Unfortunately for any environmentally
focused parties, the appointment of oligarchs is legitimised by the
process they participate in, yet they have no chance of success.
This would not be a problem if the elections could be fought on the
basis of selecting parties that offer the best long term policies for
human survival. But they never have and the never will. It is
virtually impossible to find an example in any industrialised country
were a government has been elected into power on the basis of it
pursuing environmental policies designed to ensure long term human
survival. By contrast, it is nearly impossible to find a government
that has not been elected into power on the basis of its policies to
extend industrialisation.
I fear that the Green Party today, with
its talk of sustainable development, is merely offering another form
of industrial development. It is so wedded to this that in the last
election it was unable to speak the truth of the crisis facing the
planet. Buried in the middle of its manifesto was its commitment to
climate change. In a word for word copy from the Conservative Party's
manifesto, it said that if elected it would work with the
international community to keep global temperature rises below 2 deg
C. This is now impossible. Little intellectual thought is needed to
know that the worst nightmares of climate change can only be avoided
with a zero carbon economy today, not in 10 years time. This
emergency transition must be made when the impacts of climate change
are biting increasingly deep into the fabric of our society. It
will result in large scale social disruption and severe limitations
on personal freedom. There is no way around this. Yet, the Green
Party, like any other party that fancies a slice of power knows it
cannot talk of these truths so it does what every other party does,
it lies and presents policies that disingenuously offer false hope.

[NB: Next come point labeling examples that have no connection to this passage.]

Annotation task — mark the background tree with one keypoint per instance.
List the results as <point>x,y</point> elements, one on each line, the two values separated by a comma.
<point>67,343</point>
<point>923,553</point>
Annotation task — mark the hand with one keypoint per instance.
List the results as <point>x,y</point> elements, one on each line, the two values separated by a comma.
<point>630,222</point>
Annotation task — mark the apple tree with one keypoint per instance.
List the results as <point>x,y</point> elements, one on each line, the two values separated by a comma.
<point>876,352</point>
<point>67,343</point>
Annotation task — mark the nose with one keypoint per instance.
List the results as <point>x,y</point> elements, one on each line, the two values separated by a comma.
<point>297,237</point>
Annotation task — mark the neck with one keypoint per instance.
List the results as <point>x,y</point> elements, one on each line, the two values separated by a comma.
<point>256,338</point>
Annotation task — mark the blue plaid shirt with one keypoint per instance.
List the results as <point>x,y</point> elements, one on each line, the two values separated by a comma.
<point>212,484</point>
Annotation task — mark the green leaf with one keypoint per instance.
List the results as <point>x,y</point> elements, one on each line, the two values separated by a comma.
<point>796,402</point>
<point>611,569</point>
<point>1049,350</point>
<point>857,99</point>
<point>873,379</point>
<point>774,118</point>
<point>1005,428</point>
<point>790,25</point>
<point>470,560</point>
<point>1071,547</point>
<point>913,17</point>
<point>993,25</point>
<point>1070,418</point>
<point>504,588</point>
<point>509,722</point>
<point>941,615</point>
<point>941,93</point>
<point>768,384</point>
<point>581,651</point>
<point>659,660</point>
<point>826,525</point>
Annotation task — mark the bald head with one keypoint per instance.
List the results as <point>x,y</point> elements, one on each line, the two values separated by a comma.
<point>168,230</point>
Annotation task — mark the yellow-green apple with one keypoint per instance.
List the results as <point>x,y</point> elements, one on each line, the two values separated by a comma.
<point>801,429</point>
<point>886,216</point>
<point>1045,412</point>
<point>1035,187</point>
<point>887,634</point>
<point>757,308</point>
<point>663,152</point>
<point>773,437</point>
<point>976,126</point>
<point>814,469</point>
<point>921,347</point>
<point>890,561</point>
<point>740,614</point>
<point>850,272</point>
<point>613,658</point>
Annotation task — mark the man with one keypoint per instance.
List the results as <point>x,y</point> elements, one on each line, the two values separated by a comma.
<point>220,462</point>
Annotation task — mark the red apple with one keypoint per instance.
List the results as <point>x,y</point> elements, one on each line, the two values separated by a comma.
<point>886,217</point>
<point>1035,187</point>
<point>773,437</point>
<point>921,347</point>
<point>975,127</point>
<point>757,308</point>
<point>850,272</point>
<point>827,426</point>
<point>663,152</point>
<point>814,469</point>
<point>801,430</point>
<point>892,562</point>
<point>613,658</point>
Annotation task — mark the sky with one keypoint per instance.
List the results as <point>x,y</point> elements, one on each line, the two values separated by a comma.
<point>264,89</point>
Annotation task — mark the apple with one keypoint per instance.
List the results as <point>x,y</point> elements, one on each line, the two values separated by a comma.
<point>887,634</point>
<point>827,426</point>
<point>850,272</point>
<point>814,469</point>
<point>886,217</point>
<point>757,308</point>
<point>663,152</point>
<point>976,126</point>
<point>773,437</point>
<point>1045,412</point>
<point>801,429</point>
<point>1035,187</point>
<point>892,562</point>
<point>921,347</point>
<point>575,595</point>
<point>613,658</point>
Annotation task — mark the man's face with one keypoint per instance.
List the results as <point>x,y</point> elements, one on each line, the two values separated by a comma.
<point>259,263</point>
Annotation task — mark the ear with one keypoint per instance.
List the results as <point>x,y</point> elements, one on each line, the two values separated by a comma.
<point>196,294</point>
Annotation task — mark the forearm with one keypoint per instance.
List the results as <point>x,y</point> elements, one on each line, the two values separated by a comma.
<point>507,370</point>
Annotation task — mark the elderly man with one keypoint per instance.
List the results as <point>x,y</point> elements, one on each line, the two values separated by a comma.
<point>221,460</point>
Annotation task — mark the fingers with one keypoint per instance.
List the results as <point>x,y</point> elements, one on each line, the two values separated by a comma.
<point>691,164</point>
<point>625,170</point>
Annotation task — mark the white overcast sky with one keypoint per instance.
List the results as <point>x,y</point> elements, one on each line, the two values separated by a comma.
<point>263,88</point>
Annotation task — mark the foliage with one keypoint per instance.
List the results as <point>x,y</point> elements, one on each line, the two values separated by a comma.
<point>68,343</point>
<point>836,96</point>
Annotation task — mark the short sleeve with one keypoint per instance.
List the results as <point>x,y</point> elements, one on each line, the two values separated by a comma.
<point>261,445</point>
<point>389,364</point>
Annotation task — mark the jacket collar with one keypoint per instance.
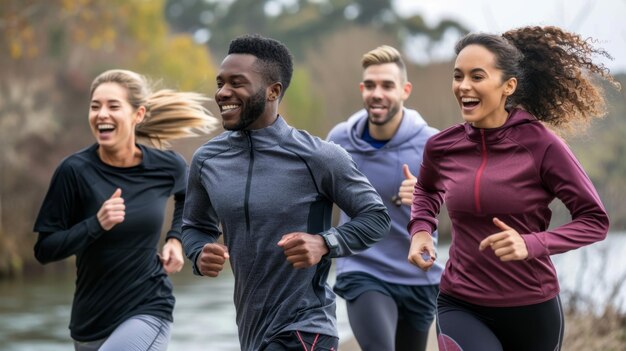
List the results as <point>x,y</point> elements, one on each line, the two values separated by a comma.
<point>493,135</point>
<point>267,137</point>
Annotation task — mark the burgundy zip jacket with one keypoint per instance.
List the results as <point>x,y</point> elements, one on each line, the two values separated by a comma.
<point>513,173</point>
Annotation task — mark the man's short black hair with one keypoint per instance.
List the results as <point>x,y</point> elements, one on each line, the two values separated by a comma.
<point>273,57</point>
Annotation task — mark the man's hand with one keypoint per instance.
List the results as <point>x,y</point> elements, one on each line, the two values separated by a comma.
<point>303,250</point>
<point>508,244</point>
<point>172,256</point>
<point>422,251</point>
<point>405,193</point>
<point>211,260</point>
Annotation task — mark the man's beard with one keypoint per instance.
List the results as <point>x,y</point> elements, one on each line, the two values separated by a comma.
<point>253,109</point>
<point>392,112</point>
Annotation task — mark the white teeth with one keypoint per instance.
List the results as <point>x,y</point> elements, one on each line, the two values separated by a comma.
<point>229,107</point>
<point>470,100</point>
<point>105,126</point>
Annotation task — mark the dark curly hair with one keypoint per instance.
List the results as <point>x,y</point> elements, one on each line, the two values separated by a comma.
<point>273,58</point>
<point>554,71</point>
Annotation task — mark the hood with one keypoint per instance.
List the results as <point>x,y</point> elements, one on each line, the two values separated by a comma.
<point>516,117</point>
<point>411,125</point>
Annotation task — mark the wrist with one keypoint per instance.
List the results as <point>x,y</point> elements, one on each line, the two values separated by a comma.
<point>330,239</point>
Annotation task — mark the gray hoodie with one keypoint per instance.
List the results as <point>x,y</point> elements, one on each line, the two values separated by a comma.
<point>387,260</point>
<point>258,185</point>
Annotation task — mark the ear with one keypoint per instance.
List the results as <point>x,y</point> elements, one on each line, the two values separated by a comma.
<point>406,90</point>
<point>274,91</point>
<point>140,114</point>
<point>510,86</point>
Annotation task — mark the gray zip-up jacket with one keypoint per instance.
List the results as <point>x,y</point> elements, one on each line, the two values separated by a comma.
<point>257,186</point>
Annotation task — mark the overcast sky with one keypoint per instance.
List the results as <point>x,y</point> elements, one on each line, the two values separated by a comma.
<point>604,20</point>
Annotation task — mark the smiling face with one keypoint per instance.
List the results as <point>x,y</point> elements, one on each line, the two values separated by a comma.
<point>111,117</point>
<point>242,94</point>
<point>479,89</point>
<point>383,93</point>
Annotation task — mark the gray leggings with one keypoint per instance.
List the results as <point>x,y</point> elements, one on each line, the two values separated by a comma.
<point>139,333</point>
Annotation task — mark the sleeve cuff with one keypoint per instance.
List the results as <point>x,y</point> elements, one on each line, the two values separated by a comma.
<point>174,234</point>
<point>94,229</point>
<point>535,246</point>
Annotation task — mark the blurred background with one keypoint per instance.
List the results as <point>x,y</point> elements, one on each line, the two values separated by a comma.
<point>51,50</point>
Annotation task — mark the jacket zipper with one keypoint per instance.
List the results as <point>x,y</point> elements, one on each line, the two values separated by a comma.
<point>480,170</point>
<point>246,208</point>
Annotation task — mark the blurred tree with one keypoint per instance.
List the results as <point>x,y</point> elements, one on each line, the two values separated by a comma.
<point>298,23</point>
<point>49,52</point>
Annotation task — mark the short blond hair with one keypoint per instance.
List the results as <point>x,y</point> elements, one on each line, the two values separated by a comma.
<point>384,54</point>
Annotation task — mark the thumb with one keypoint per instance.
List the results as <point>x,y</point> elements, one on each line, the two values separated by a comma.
<point>284,239</point>
<point>226,255</point>
<point>500,224</point>
<point>165,255</point>
<point>117,193</point>
<point>407,172</point>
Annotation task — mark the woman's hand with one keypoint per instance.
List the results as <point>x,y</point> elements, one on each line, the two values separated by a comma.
<point>422,251</point>
<point>508,244</point>
<point>112,211</point>
<point>172,256</point>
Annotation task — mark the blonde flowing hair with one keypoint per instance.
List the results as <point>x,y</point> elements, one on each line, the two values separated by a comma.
<point>169,114</point>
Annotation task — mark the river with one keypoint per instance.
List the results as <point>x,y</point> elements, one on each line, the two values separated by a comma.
<point>35,312</point>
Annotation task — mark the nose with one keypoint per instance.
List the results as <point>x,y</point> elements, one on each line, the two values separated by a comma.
<point>102,112</point>
<point>377,92</point>
<point>222,93</point>
<point>464,84</point>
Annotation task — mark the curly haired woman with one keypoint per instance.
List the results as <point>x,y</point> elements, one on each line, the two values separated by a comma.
<point>497,173</point>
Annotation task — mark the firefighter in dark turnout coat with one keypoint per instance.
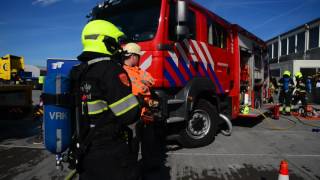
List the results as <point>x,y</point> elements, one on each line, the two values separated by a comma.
<point>286,86</point>
<point>108,107</point>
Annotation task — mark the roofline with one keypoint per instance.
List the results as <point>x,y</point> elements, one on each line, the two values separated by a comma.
<point>240,29</point>
<point>295,29</point>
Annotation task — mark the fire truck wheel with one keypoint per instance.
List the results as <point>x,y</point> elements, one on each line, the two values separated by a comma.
<point>201,127</point>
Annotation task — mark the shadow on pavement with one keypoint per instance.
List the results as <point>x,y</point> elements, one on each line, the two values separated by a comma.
<point>18,129</point>
<point>247,122</point>
<point>153,151</point>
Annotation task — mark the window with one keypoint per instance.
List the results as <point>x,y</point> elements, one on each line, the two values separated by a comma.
<point>275,72</point>
<point>257,61</point>
<point>300,42</point>
<point>308,71</point>
<point>283,47</point>
<point>270,51</point>
<point>191,23</point>
<point>314,37</point>
<point>217,35</point>
<point>275,49</point>
<point>292,44</point>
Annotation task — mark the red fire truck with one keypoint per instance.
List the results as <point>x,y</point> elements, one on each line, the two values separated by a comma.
<point>205,68</point>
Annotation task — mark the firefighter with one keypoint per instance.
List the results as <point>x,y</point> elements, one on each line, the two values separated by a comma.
<point>104,147</point>
<point>301,90</point>
<point>148,129</point>
<point>286,86</point>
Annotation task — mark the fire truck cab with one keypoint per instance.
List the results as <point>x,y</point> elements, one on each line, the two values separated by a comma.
<point>203,65</point>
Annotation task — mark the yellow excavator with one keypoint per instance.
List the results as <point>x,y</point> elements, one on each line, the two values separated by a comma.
<point>15,97</point>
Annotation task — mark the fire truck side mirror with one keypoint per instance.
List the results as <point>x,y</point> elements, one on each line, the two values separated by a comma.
<point>182,29</point>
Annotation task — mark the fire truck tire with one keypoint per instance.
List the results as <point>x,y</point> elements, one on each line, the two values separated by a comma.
<point>201,126</point>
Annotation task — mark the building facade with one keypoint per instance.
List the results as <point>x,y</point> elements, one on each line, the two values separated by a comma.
<point>296,50</point>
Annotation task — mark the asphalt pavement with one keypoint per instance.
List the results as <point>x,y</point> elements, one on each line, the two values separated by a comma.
<point>253,151</point>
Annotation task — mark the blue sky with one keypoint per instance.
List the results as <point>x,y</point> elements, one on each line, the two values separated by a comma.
<point>39,29</point>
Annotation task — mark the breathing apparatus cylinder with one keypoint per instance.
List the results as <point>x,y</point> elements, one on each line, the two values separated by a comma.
<point>57,114</point>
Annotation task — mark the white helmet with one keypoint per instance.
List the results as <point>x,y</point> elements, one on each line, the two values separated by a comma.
<point>133,48</point>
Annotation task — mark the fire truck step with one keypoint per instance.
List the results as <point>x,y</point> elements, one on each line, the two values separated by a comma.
<point>175,119</point>
<point>175,101</point>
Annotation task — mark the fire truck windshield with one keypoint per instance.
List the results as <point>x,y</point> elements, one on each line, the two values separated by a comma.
<point>138,19</point>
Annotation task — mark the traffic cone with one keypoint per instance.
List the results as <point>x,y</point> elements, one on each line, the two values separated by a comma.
<point>284,171</point>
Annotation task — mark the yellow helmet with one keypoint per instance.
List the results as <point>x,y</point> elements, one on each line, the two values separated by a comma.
<point>298,74</point>
<point>287,73</point>
<point>133,48</point>
<point>101,36</point>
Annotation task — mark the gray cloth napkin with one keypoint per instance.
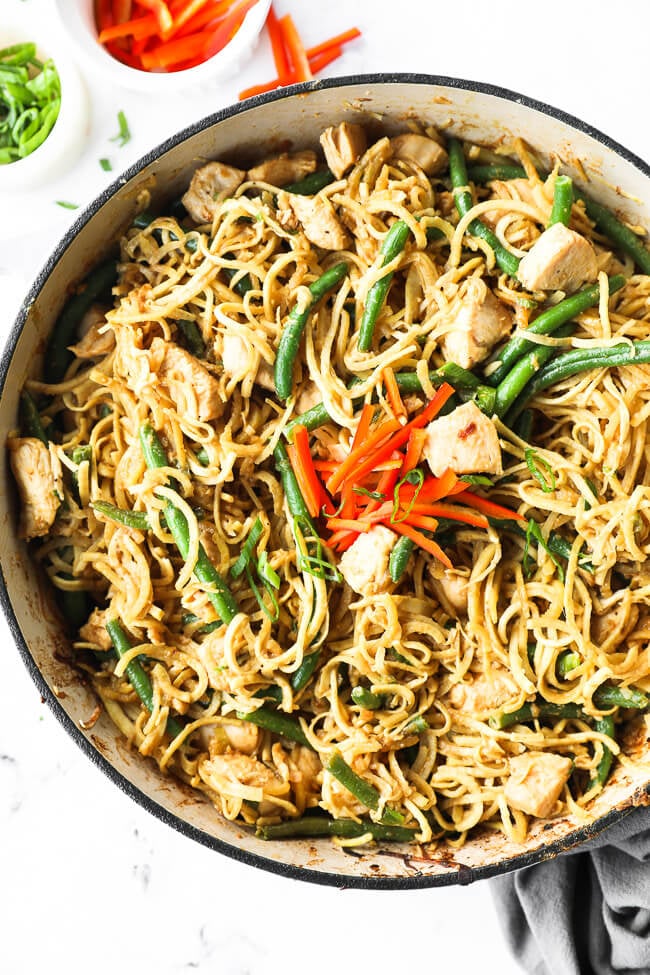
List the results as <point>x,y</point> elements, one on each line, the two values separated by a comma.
<point>585,912</point>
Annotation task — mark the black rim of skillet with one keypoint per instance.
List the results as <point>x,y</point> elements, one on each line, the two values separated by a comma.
<point>464,875</point>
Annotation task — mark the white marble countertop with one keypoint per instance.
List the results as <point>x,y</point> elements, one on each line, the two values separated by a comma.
<point>90,882</point>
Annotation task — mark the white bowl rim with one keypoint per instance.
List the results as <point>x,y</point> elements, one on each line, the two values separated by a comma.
<point>465,875</point>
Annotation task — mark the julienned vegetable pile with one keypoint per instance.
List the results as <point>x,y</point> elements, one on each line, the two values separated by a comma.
<point>30,99</point>
<point>341,478</point>
<point>162,36</point>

The only thing that differentiates one
party from another is the quality of the lies they produce. The
favourite lie of the Green Party and other environmental movements
is “down with capitalism.” This is a good sound bite, until one
considers that capitalism in one form or another has been around
since the first days of human civilisation in Ancient Mesopotamia, so down with capitalism is unlikely to offer a solution in itself. By advocating this line of argument, The Green Party are simply making the mistake of many others; shouting down with something because it is easier to do than shouting
up with its alternative. It is a lesson that the Iranians discovered
in 1979, when they elected the Ayatollah Khomeini into power on a
policy of down with the Shah, only to discover they had moved into an
equally bad nightmare of no viable alternatives.
For the Green Party, the flip side of
down with capitalism is “up with a rationing economy.”
Ironically, a commitment to carbon rationing was once something they
had in their manifesto, but now has been quietly dropped and in the
last election none of the party's main speakers advocated this. The reason is simple, “up with a rationing
economy,” means down with industrialisation and free choice. The
Green Party is no different from any other in being afraid to
advocate this philosophy.
If this is not good enough justification for allowing my membership to lapse, then I offer one final and controversial thought. That is ISIS, our new found enemy terrorising the world. By refusing to say what you stand for, and instead only what you stand against, you provide legitimacy for those who are prepared to destroy the thing you want actually destroyed but which you are afraid to acknowledge. When at the same time, you take the moral high ground and decide not to intervene in any way and under any circumstance, you give the green light to increasingly appalling attacks.
I am no fan of military intervention and every time it is used I understand it drives the world one step closer to disaster. But when those that are supposed to be standing against the system don't and refuse to be clear on the genuine alternatives, they contribute to making military intervention unavoidable.